ABSTRACT Carbon and oxygen stable isotopic and trace-elemental variations in diagenetic calcite and dolomite from slope and platform-margin carbonates of the Cambro-Ordovician Cow Head Group, western Newfoundland, are explained by calculations that consider variations in the water: rock ratio during burial history of a reconstructed cross-section of the continental margin. Platform-margin deposits are preserved as blocks of limestone with calcified algae in slope strata. The blocks contain neomorphic, radial (18O = -9.3 to -5.8 PDB; 13C = 0.7 to + 1.4 PDB) and blocky spar (18O = -8.3 to -6.7 PDB; 13C = 0.6 to + 1.2 PDB) calcite, sparry dolomite (x18O = +5.8 PDB; x13C = +0.6 PDB), and lutecite (length-slow chalcedony; 18O = +27.9 to +29.7 SMOW). Reaction of these almost isotopically homogeneous rocks with sea water, meteoric water, and upward-migrated basinal water is suggested by their distinctive fabrics and isotopic compositions.

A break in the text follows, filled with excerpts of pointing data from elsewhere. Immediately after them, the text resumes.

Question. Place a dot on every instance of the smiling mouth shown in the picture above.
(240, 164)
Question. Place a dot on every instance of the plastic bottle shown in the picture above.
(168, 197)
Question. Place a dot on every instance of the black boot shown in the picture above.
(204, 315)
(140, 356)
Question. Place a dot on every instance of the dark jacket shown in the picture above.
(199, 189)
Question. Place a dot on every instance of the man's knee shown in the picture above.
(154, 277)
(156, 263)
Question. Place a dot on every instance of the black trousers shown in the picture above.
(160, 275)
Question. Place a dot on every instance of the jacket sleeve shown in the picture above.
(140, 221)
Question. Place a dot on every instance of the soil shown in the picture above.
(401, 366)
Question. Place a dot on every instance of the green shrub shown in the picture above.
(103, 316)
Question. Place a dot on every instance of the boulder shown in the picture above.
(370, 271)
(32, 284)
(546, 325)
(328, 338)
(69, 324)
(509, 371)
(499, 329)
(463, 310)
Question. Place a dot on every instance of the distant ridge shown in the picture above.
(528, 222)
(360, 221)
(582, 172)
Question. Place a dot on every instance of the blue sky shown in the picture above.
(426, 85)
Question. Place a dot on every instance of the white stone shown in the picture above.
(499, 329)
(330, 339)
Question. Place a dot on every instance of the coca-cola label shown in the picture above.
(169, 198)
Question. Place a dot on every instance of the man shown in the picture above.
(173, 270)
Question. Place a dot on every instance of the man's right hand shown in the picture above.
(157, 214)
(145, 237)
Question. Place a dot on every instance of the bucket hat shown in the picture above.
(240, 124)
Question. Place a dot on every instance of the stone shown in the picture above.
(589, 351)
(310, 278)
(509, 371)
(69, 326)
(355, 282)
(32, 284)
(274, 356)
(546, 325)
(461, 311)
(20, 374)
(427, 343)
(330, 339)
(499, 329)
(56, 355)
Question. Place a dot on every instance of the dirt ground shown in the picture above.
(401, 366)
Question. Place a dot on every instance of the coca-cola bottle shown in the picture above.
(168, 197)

The beds of slope limestone contain abundant calcite microspar and pseudospar (18O = -9.2 to -6.6 PDB; 13C = -5.6 to +0.6 PDB), dolomite (18O = -9.3 to -2.8 PDB; 13C = -3.0 to +1.0 PDB), and minor chert (18O = +23.4 to +29.1 SMOW). The three dolomite fabrics are fine-crystalline rhombohedra that grew in clay-rich carbonate mudstone, medium-crystalline replacive mosaics that are nonfabric selective, and coarse, white, sparry rhombohedra associated with stylolites and fractures. The microspar and pseudospar grew by widespread neomorphism of 1) fine-grained, detrital calcite or aragonite in lime mudstone, and 2) calcite cement in calcarenite. Cathode-luminescent patterns of calcites and dolomites suggest a prolonged history of recrystallizations (dissolution-precipitation on a fine-scale) during burial diagenesis. With increasing distance basinward from the platform margin, diagenetic calcite and dolomite are systematically depleted in the heavy isotopes of oxygen and carbon, and diagenetic calcite is enriched in magnesium, suggesting crystal growth and recrystallizations in evolved disgenetic fluids. These data, along with the burial history, indicate that the limestones of the Cow Head Group were systematically altered as greater amounts of burial fluids were either focused along preferred permeability pathways during compactive expulsion or recirculated during possible convective flow through strata farther from the platform margin.